Liquid Soil Models for Measuring Survival and Performance of Engineered Pseudomonas Putida

Biosensors, bioremediation, and pathogen control using synthetic organisms are among the solutions for soil contamination that have been developed yet, we lack sufficient understanding of how to make the engineered bacteria survive and perform optimally within the complex soil environment. The soil microbial community (SMC), is an essential part of understanding the survival and persistence of genetically engineered microbes (GEM). However, when GEMs encounter the soil, their population is reduced and surpassed by natural organisms. To test the survival of our engineered organism Pseudomonas putida in the lab, we created a Soil Extracted Solubilized Organic Matter (SESOM) or sterile liquid soil extract. Over the course of 28 days, we employed 16S rRNA amplicon sequencing to follow changes in soil communities, and we used flow cytometry to examine the dynamic survival of P.putida expressing the tdTomato fluorescent marker in sterile and non-sterile SESOM. The taxonomy study revealed that the most prevalent bacterial classes in community soil are Alphaproteobacteria, Bacteroidia, Actinobacteria, and Gammaproteobacteria. The samples over the course of 28 days also revealed similarities between solid soil and non-sterile liquid soil extract (NS-SESOM).
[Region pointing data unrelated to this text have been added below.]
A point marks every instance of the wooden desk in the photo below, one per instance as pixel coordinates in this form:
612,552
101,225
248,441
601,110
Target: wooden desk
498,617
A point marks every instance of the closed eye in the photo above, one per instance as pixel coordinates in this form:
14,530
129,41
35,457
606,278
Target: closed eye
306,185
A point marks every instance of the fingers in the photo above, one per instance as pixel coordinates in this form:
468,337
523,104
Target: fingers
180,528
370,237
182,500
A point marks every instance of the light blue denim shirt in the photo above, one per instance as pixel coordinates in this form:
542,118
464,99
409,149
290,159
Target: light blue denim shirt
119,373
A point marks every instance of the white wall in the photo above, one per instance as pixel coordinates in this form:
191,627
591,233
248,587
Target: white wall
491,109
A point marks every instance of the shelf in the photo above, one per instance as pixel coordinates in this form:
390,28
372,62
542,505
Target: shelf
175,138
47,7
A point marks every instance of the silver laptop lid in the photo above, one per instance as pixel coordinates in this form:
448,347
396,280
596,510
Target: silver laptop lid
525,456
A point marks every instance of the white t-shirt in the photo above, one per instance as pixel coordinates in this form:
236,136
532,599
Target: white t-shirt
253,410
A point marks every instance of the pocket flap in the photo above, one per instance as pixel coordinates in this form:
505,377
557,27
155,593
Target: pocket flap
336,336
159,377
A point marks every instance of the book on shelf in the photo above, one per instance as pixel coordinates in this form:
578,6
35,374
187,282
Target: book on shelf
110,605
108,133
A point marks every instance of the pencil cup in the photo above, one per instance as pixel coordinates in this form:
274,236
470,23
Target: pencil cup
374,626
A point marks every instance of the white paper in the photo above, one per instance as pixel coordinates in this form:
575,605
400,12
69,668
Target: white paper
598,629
P. Putida growth curve in SESOM was found to be comparable to that of P. Putida growing in LB, although there is a population decline when P. Putida grows in NS-SESOM. These findings demonstrate that the results obtained in liquid soil extract mirror the solid soil samples. This system is a scalable and automated laboratory model that can forecast GEM survival and persistence, enabling its implementation in the soil.